How Far I'll Go: Offline Goal-Conditioned Reinforcement Learning via $f$-Advantage Regression
Yecheng Jason Ma, Jason Yan, Dinesh Jayaraman, Osbert Bastani
TL;DR
GoFAR advances offline goal-conditioned RL by formulating GCRL as state-occupancy matching and solving it via a dual f-divergence objective. It delivers a relabeling-free, uninterleaved training regime that yields strong finite-sample guarantees and enables learning a goal-conditioned planner for zero-shot transfer. Empirically, GoFAR outperforms prior baselines across six offline GCRL tasks, demonstrates robustness under stochasticity, succeeds on real dexterous manipulation, and enables cross-robot planning. This approach offers a principled, scalable pathway for offline Skill-learning and hierarchical control in real-world robotics.
Abstract
Offline goal-conditioned reinforcement learning (GCRL) promises general-purpose skill learning in the form of reaching diverse goals from purely offline datasets.
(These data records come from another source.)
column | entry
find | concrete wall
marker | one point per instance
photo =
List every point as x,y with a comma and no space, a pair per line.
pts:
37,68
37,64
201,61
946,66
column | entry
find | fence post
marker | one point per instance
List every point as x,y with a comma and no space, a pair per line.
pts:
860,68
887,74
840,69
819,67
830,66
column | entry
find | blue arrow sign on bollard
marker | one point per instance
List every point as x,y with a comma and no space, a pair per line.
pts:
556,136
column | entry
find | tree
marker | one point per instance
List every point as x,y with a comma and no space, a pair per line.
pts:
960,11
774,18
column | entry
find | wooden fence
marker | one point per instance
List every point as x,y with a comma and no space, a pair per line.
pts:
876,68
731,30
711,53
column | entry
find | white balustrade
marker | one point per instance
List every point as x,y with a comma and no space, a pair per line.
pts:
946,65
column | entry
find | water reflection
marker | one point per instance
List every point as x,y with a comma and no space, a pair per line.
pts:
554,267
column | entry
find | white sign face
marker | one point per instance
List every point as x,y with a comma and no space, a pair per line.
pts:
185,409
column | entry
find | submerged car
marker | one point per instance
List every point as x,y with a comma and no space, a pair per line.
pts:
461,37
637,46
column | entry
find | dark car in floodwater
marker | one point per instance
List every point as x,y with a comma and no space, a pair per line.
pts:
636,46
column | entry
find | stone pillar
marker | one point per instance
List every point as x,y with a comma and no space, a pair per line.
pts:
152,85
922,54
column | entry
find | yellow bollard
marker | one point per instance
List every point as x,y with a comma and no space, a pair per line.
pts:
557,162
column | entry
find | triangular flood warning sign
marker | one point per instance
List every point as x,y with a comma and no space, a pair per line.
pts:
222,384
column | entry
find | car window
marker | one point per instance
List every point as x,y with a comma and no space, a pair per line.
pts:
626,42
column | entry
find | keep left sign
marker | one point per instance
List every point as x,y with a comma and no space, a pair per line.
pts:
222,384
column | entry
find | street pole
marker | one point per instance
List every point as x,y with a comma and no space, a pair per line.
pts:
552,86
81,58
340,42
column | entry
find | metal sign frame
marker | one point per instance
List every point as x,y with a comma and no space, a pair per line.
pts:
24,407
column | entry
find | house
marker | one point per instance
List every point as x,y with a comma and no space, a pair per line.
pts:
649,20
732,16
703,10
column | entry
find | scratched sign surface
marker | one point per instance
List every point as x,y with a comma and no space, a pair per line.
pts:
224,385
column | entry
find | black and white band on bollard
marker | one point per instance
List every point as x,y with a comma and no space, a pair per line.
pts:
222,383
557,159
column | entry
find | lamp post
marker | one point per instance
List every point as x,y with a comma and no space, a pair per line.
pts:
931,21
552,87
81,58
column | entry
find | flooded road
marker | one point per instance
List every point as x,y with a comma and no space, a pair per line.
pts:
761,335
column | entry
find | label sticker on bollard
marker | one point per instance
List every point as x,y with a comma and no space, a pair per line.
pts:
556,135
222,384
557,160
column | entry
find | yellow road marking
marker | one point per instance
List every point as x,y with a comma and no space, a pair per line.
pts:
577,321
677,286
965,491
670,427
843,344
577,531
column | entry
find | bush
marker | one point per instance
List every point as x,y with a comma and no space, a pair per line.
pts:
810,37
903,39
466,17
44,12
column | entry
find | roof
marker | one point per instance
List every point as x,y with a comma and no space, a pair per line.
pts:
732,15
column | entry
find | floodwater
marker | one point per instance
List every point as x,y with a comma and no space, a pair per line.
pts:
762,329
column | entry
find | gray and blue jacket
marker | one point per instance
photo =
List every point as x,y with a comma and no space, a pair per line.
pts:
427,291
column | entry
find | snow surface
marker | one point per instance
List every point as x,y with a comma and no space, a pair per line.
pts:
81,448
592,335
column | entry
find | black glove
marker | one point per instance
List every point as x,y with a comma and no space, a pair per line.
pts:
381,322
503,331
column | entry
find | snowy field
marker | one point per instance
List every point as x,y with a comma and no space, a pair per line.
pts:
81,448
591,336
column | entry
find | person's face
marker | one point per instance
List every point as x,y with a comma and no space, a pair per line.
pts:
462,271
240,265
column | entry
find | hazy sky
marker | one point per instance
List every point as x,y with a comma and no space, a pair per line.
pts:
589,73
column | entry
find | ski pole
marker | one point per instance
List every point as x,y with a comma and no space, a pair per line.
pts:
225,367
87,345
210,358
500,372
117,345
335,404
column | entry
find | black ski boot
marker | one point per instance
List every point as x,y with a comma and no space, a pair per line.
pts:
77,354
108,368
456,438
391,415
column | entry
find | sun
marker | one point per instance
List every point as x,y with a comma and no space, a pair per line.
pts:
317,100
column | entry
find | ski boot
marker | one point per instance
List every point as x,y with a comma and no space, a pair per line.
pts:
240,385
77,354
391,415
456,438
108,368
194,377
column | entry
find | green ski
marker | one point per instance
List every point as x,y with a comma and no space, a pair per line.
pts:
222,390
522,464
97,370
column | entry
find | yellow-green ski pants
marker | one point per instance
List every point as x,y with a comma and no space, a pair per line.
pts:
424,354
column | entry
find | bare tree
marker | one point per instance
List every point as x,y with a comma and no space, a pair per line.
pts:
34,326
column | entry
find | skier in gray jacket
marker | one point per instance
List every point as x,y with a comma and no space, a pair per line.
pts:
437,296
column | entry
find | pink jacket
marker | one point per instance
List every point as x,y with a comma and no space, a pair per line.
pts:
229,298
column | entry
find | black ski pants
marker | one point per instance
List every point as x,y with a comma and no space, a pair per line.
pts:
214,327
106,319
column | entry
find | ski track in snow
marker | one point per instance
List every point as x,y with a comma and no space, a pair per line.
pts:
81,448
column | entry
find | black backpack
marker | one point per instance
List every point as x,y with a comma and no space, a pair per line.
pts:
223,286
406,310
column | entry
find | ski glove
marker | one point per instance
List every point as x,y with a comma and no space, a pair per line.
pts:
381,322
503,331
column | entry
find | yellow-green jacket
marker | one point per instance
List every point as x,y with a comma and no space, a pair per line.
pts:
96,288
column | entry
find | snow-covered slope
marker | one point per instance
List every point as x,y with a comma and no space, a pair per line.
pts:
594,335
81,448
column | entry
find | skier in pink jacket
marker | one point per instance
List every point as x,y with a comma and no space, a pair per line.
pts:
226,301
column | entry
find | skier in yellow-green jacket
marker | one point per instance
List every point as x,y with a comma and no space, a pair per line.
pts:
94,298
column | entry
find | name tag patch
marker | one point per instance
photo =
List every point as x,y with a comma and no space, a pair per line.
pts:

We propose $\textbf{Go}$al-conditioned $f$-$\textbf{A}$dvantage $\textbf{R}$egression (GoFAR), a novel regression-based offline GCRL algorithm derived from a state-occupancy matching perspective; the key intuition is that the goal-reaching task can be formulated as a state-occupancy matching problem between a dynamics-abiding imitator agent and an expert agent that directly teleports to the goal. In contrast to prior approaches, GoFAR does not require any hindsight relabeling and enjoys uninterleaved optimization for its value and policy networks. These distinct features confer GoFAR with much better offline performance and stability as well as statistical performance guarantee that is unattainable for prior methods. Furthermore, we demonstrate that GoFAR's training objectives can be re-purposed to learn an agent-independent goal-conditioned planner from purely offline source-domain data, which enables zero-shot transfer to new target domains. Through extensive experiments, we validate GoFAR's effectiveness in various problem settings and tasks, significantly outperforming prior state-of-art. Notably, on a real robotic dexterous manipulation task, while no other method makes meaningful progress, GoFAR acquires complex manipulation behavior that successfully accomplishes diverse goals.